Born in Poland and fighting out of Worcester, England, the 26-year-old lightweight has faced quality competition all the way along his road to the UFC, competing exclusively under the Cage Warriors banner for his last six fights. He defeated Welsh talent Oban Elliott in his third outing and beat former lightweight champ Agy Sardari in his most recent bout in July, all of this coming after an extensive amateur career where he posted a 10-2 record where one of those losses came to UFC bantamweight standout Jack Shore.
Figlak has good size for the division and quality conditioning, as exhibited by his ability to go three hard rounds in each of his last three outings, and profiles as someone that should make a smooth transition into the UFC ranks.
In Ziam, he faces a hometown favorite that has made four previous trips into the Octagon who will be looking to bank on that experience edge and the backing of the partisan crowd. After losing his promotional debut, Ziam earned hard-fought wins over Jamie Mullarkey and Luigi Vendramini before getting submitted by Terrance McKinney last time out.
This is a perfect initial pairing for the unbeaten “Mad Dog” — a date with a fellow young talent with a little UFC seasoning, on his home turf, which will likely saddle him with the “unwelcomed visitor” role on Saturday as he heads into the Octagon for the first time.
Winning on the road is essential in all sports, and it would be a great way for Figlak to begin this next chapter of his professional career.
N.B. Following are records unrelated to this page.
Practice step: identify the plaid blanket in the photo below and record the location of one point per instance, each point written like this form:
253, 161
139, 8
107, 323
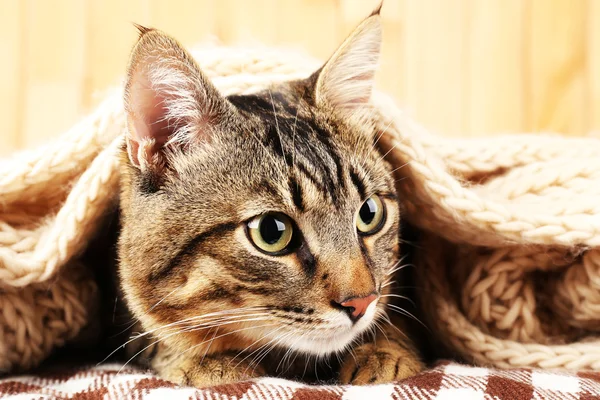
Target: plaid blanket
445, 381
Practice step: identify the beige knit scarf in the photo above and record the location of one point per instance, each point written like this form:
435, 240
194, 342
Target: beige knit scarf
509, 266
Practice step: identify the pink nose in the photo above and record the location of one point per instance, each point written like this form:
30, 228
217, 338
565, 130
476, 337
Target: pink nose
357, 306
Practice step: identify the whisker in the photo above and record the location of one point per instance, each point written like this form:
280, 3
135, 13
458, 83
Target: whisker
402, 311
399, 296
387, 319
180, 322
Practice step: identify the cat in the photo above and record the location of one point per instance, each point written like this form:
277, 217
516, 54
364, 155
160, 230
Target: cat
259, 233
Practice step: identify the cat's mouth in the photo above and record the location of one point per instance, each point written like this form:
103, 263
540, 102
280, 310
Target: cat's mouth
334, 335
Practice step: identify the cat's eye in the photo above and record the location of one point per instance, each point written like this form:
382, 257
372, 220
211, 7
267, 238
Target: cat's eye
271, 232
370, 216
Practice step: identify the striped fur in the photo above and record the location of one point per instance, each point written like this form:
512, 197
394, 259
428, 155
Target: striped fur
197, 167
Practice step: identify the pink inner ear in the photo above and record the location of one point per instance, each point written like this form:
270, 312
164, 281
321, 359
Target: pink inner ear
147, 113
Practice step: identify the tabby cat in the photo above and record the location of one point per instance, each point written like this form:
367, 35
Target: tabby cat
260, 232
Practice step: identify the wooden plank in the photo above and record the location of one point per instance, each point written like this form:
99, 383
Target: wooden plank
53, 67
593, 65
109, 43
247, 22
437, 64
495, 80
189, 21
11, 48
310, 25
389, 77
557, 66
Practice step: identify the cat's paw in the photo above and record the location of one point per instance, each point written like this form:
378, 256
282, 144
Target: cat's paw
370, 364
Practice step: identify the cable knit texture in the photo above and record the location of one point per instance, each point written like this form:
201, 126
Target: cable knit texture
509, 266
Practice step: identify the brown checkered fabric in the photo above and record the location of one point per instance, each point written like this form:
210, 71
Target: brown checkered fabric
445, 381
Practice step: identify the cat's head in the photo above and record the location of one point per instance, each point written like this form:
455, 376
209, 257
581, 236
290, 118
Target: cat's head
270, 215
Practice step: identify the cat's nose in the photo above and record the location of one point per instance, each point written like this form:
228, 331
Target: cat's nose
356, 307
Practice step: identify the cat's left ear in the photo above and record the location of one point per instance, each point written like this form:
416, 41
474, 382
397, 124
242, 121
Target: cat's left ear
346, 80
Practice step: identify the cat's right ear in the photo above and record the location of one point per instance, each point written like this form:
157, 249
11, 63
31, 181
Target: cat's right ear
169, 102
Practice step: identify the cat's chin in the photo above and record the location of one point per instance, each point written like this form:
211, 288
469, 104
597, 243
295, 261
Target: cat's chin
337, 341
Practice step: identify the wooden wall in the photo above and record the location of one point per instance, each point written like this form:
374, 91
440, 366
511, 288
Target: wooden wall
461, 67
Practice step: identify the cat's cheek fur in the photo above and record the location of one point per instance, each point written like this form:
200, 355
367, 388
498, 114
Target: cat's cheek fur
190, 274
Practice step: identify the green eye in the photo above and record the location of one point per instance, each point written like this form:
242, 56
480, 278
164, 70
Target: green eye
370, 216
271, 232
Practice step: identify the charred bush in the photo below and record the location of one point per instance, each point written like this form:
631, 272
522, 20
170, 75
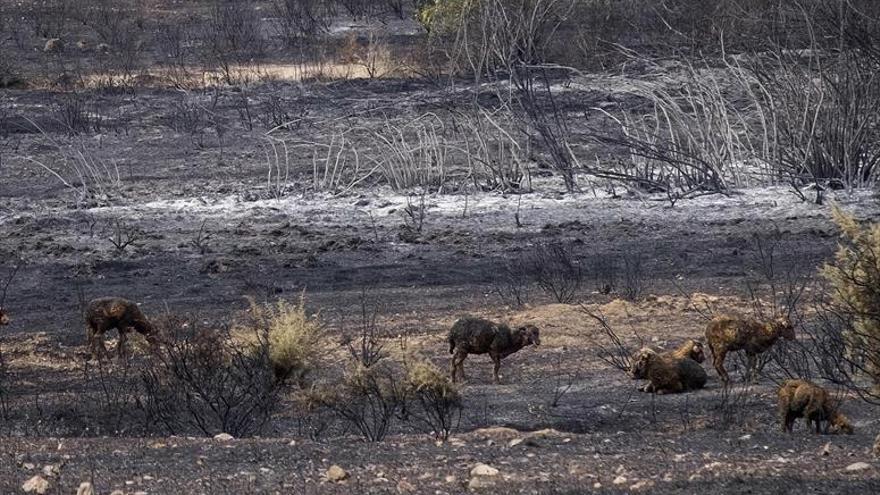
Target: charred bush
205, 382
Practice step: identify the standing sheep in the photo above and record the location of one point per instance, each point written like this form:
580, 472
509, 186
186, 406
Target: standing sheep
472, 335
667, 374
106, 313
803, 399
689, 349
728, 333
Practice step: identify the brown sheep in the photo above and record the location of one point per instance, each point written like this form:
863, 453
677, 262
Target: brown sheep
472, 335
667, 374
54, 45
689, 349
728, 333
105, 313
803, 399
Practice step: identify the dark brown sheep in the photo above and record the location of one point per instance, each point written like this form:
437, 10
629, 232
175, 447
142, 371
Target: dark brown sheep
667, 374
689, 349
106, 313
472, 335
803, 399
729, 333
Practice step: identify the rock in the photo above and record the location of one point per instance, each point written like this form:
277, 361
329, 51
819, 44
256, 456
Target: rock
404, 486
335, 474
857, 467
642, 485
478, 482
483, 470
36, 485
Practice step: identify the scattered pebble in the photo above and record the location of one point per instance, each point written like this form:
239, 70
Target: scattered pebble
37, 485
857, 467
85, 488
335, 474
483, 470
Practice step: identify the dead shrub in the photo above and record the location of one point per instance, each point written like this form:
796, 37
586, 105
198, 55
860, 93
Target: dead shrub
437, 400
294, 339
204, 381
366, 399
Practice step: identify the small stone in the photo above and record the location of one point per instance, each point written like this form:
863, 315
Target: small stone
335, 474
483, 470
404, 486
478, 482
857, 467
36, 485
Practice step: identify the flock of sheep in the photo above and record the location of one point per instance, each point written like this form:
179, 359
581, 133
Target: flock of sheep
677, 371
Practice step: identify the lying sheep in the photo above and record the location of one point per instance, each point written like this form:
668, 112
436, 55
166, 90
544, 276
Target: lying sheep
691, 348
728, 333
666, 373
106, 313
803, 399
472, 335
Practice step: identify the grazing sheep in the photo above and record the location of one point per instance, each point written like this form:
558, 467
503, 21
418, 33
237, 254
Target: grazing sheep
471, 335
729, 333
667, 374
803, 399
105, 313
689, 349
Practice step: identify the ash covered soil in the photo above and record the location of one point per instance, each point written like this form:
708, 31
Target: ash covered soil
207, 233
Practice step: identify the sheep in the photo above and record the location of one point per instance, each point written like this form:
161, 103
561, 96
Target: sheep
803, 399
667, 374
105, 313
472, 335
728, 333
54, 45
691, 349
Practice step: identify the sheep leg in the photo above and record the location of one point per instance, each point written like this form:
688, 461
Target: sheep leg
752, 367
123, 337
718, 362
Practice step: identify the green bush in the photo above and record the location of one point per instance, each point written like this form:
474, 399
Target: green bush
854, 277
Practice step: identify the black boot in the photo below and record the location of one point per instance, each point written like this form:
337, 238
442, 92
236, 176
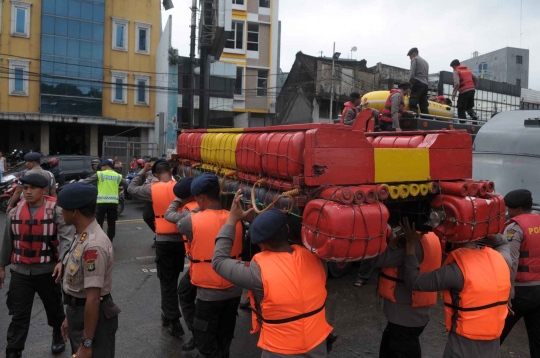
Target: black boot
189, 346
175, 329
58, 345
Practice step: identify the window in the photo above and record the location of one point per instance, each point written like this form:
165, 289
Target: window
253, 37
262, 83
235, 42
20, 18
119, 87
142, 38
142, 90
120, 34
18, 77
239, 82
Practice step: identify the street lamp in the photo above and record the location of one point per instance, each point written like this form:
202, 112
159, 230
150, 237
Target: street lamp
335, 56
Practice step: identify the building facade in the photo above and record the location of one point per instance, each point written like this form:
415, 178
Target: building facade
509, 65
76, 71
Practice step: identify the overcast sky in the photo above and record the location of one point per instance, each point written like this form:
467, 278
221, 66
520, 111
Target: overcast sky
383, 31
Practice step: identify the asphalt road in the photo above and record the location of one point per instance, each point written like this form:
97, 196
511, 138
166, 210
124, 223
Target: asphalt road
355, 313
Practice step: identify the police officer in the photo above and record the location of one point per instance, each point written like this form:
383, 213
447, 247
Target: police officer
187, 292
35, 261
91, 315
108, 183
33, 164
406, 311
217, 299
287, 284
523, 233
170, 250
476, 287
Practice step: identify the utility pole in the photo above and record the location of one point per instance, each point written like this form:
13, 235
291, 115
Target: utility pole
191, 119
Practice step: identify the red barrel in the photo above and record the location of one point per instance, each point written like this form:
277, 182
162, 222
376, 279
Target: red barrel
337, 232
283, 154
248, 152
398, 141
469, 218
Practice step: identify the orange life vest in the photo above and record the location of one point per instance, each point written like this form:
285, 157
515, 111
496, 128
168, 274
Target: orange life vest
291, 316
206, 225
35, 240
388, 278
483, 301
529, 251
162, 197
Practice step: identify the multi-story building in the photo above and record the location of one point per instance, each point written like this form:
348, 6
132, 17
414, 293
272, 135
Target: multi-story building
253, 47
509, 65
75, 71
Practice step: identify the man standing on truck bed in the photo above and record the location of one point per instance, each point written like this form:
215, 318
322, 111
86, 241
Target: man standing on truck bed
419, 81
523, 233
465, 82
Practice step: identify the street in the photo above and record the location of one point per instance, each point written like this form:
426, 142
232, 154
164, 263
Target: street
355, 313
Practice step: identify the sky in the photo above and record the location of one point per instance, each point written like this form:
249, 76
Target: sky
384, 31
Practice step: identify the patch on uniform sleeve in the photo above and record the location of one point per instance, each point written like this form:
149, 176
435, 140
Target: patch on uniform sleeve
90, 255
510, 234
90, 265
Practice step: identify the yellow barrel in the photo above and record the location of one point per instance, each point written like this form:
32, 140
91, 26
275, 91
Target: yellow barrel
377, 99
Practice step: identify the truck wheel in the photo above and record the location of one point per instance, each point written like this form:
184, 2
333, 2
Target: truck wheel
338, 269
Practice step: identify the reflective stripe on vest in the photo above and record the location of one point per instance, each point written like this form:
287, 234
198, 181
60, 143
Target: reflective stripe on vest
291, 317
386, 115
108, 183
206, 225
162, 197
35, 239
482, 307
432, 261
529, 251
465, 78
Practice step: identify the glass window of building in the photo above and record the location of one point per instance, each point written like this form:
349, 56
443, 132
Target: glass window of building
120, 34
20, 18
262, 83
142, 38
142, 90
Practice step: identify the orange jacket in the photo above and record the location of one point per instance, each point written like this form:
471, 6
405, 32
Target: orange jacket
432, 261
291, 316
483, 301
162, 197
206, 225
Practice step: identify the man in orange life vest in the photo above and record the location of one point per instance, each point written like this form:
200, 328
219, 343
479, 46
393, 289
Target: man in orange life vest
350, 110
170, 249
465, 82
523, 233
407, 311
187, 292
35, 239
217, 299
476, 287
286, 283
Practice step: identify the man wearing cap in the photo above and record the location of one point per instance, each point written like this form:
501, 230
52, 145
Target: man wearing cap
418, 77
91, 315
476, 286
393, 108
217, 299
350, 110
187, 292
35, 261
170, 249
108, 182
33, 164
523, 233
465, 82
286, 283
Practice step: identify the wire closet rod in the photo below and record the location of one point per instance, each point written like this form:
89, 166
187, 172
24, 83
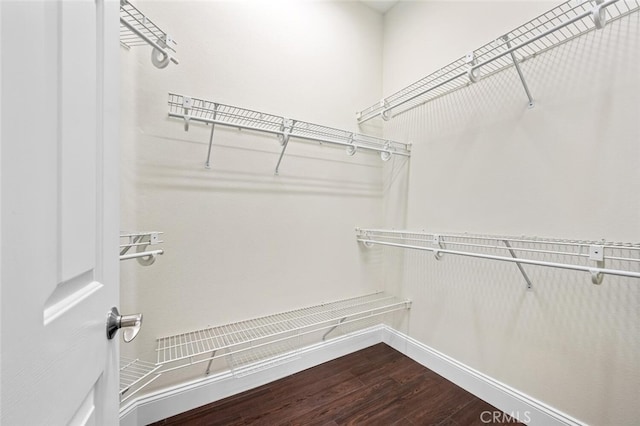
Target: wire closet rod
368, 238
213, 113
533, 38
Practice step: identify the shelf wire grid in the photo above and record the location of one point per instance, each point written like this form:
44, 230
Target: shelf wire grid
624, 256
252, 360
142, 23
227, 115
261, 332
135, 375
453, 76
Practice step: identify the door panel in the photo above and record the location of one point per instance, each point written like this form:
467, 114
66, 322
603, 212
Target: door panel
58, 211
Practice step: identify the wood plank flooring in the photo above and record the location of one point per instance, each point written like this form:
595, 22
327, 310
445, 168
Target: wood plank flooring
375, 386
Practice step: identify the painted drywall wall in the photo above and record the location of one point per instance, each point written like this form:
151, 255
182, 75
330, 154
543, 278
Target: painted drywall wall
484, 163
239, 241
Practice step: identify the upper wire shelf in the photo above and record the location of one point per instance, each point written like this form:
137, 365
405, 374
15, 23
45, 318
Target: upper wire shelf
194, 109
245, 338
577, 255
561, 24
140, 241
136, 29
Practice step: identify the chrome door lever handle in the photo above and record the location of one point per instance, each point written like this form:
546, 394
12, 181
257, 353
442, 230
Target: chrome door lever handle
130, 323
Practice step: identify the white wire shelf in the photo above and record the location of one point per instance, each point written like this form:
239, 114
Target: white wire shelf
134, 376
267, 356
140, 241
245, 340
577, 255
561, 24
200, 110
136, 29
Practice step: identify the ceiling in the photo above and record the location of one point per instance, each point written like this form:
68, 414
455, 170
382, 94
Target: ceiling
381, 6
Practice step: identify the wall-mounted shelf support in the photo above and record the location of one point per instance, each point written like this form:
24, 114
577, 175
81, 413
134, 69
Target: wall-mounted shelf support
520, 268
136, 30
596, 254
134, 376
191, 109
516, 64
140, 240
287, 125
479, 244
559, 25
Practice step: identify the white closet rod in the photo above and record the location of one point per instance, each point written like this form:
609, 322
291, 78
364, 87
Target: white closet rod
213, 113
371, 237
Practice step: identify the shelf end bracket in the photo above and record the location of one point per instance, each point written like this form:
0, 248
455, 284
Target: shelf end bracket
519, 265
519, 70
287, 125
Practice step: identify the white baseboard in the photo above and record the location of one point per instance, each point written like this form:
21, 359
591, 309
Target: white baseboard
528, 410
168, 402
178, 399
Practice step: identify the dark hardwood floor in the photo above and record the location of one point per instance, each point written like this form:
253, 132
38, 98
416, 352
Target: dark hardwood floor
375, 386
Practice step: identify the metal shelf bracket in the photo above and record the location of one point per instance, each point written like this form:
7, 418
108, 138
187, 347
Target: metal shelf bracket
437, 241
516, 64
522, 271
287, 125
596, 254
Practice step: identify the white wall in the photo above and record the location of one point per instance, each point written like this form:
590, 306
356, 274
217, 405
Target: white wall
484, 163
240, 242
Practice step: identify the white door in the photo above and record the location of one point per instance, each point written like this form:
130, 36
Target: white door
58, 211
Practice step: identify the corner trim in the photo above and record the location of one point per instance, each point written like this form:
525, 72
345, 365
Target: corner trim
177, 399
511, 401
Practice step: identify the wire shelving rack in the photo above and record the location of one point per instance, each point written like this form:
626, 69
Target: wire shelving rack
136, 29
193, 109
261, 340
134, 376
577, 255
559, 25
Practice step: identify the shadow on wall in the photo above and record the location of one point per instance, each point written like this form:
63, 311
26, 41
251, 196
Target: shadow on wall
245, 169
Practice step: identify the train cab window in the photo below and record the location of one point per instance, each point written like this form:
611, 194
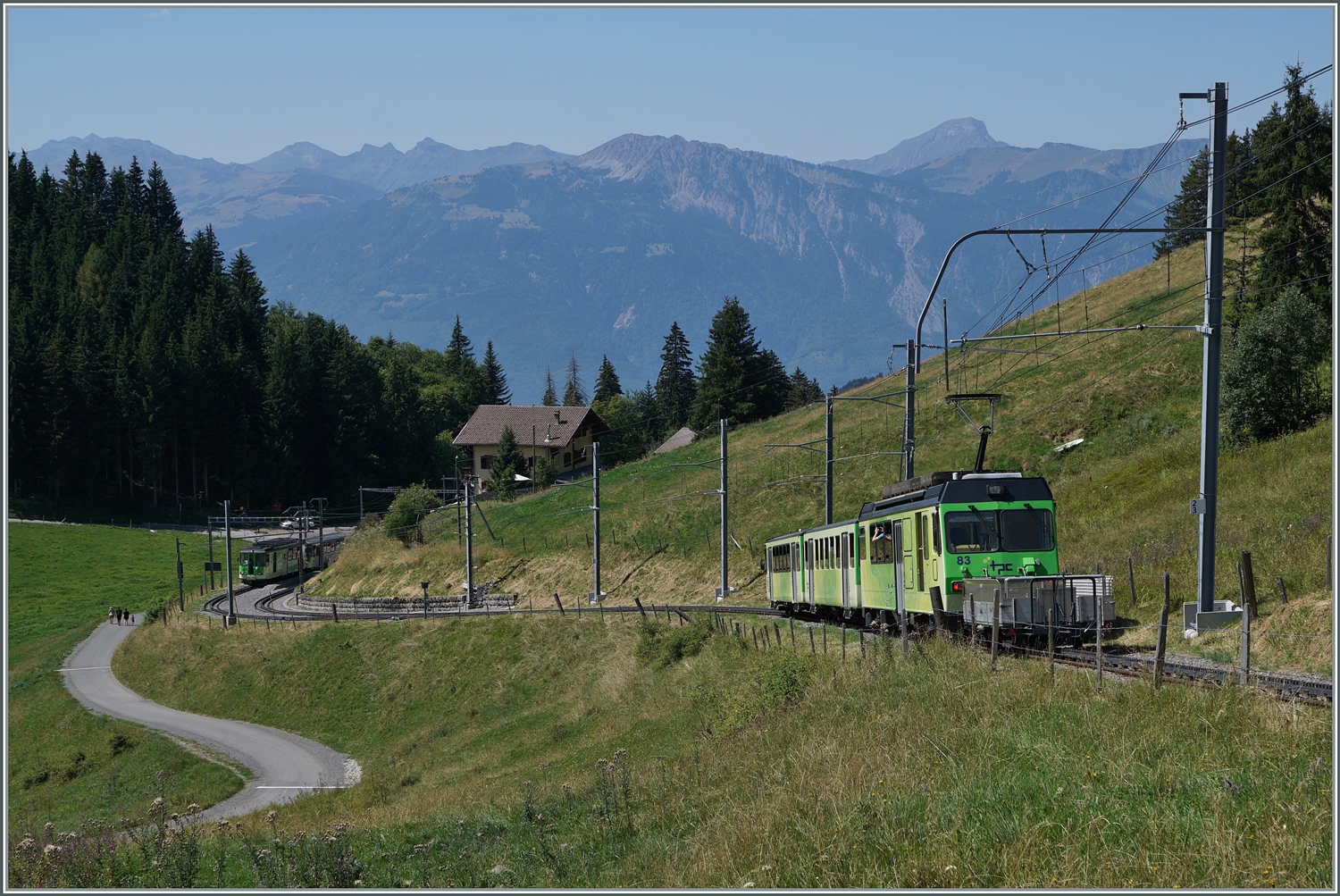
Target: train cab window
1026, 531
972, 532
882, 542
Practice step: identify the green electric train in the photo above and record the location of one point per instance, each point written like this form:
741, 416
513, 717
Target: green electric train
271, 558
919, 548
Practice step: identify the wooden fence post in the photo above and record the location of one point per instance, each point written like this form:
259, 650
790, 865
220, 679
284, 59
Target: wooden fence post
1130, 571
996, 625
1245, 649
1098, 628
1163, 632
937, 608
1248, 584
1051, 636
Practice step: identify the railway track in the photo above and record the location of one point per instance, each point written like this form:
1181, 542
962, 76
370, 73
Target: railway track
1283, 684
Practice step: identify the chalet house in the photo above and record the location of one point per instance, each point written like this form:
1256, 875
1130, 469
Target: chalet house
560, 434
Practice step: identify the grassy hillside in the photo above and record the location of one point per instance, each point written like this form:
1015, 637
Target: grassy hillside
1123, 493
67, 765
579, 751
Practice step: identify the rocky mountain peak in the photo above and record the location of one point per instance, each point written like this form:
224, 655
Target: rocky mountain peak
943, 139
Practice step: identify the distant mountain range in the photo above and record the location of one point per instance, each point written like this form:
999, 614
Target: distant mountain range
551, 255
951, 137
297, 182
385, 168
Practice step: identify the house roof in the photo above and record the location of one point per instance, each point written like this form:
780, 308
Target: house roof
560, 423
678, 440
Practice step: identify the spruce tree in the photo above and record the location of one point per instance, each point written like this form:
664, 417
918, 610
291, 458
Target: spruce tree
728, 364
460, 354
495, 381
1294, 173
607, 382
675, 385
1272, 377
574, 390
1187, 209
803, 390
551, 397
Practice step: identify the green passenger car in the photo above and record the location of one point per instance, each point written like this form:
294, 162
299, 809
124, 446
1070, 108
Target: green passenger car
272, 558
913, 548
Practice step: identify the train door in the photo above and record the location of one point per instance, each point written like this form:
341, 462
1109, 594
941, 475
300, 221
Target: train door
811, 547
857, 556
900, 574
844, 568
795, 552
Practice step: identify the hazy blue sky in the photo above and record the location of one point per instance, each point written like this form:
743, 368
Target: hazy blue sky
817, 85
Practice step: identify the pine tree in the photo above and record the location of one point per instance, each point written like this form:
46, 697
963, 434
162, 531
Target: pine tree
607, 382
675, 385
574, 390
495, 381
460, 354
1272, 381
803, 390
551, 397
737, 380
1187, 209
1294, 173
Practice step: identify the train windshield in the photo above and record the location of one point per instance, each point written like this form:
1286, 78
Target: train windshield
1026, 529
972, 532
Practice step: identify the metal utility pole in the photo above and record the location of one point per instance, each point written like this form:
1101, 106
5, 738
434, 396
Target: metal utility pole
910, 415
469, 547
595, 520
228, 556
181, 595
321, 533
1208, 504
828, 459
302, 547
724, 590
725, 557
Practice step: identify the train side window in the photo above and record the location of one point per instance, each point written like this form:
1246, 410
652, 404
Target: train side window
882, 542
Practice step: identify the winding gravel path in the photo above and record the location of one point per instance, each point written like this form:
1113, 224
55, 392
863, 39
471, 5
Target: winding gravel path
284, 765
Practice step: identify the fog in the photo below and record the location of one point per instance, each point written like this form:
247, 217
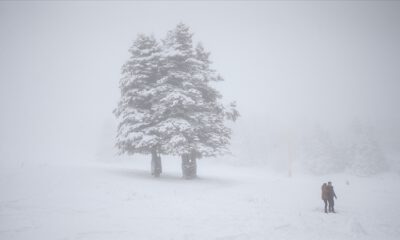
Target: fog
289, 65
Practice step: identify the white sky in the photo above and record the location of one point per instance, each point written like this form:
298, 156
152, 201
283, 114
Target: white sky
285, 63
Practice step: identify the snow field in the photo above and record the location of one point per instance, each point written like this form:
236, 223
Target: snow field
121, 200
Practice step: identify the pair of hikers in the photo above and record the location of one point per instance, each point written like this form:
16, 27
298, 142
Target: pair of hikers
327, 196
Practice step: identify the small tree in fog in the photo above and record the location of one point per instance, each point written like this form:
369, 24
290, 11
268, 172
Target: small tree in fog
195, 123
137, 130
366, 157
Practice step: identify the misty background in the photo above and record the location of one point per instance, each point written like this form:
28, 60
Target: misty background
291, 66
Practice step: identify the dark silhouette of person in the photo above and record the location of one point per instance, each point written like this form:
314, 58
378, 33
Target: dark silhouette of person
324, 195
331, 194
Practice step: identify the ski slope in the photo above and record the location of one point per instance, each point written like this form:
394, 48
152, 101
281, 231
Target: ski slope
120, 200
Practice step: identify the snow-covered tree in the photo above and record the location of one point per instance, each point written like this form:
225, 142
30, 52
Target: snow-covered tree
137, 131
322, 156
195, 123
168, 105
366, 157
The most important thing to know about Perez as she readies to make her promotional debut this weekend is that she is brimming with confidence.
“How confident?” you ask.
In June, shortly after her signing and matchup with Zarah Fairn was announced, Perez, who is 7-1 in her career and shifting back to featherweight after making seven of her first eight starts at bantamweight, declared the following on Twitter:
“Featherweight is my division. September. Zarah Fairn. December. Amanda Nunes.”
Not only did she tag each of her would-be opponents, but she also made sure to “at” Dana White, the UFC matchmakers, and fellow Argentinians Santiago Ponzinibbio and Gaston Reyno as well.
Less than two months later, she was at it again, offering the following advice to then bantamweight champ Julianna Pena:
“@VenezuelanVixen you may not know me, but trust me, you don’t want to. But you will soon. I dare you to come to 145 anf prove that there is “nobody” in MY division #UFC277. Make sure you don’t lose your title in 135 instead of talking s*** about the big girls, querida”
Now, all of that is well and good, but big talk doesn’t mean anything if you can’t succeed in the Octagon, and we’ll find out Saturday night if she can back up her words with a strong outing against Stephanie Egger, who makes a quick return to action following her submission loss to Mayra Bueno Silva, filling in for Fairn.
Thus far, Perez has dominated mostly overmatched competition, with her one setback coming as a result of illegal knees in the third round of a November 2021 defense of her Samurai Fight House bantamweight title. She’s earned finishes in five of her seven victories, but will be giving up a couple inches in both height and reach to the Swiss judoka, who already has two stoppage wins inside the Octagon on her resume.
Saturday is a big moment for the Argentinian prospect — she’s talked a big game, and now it’s time to see if she can follow through and collect a victory in her debut.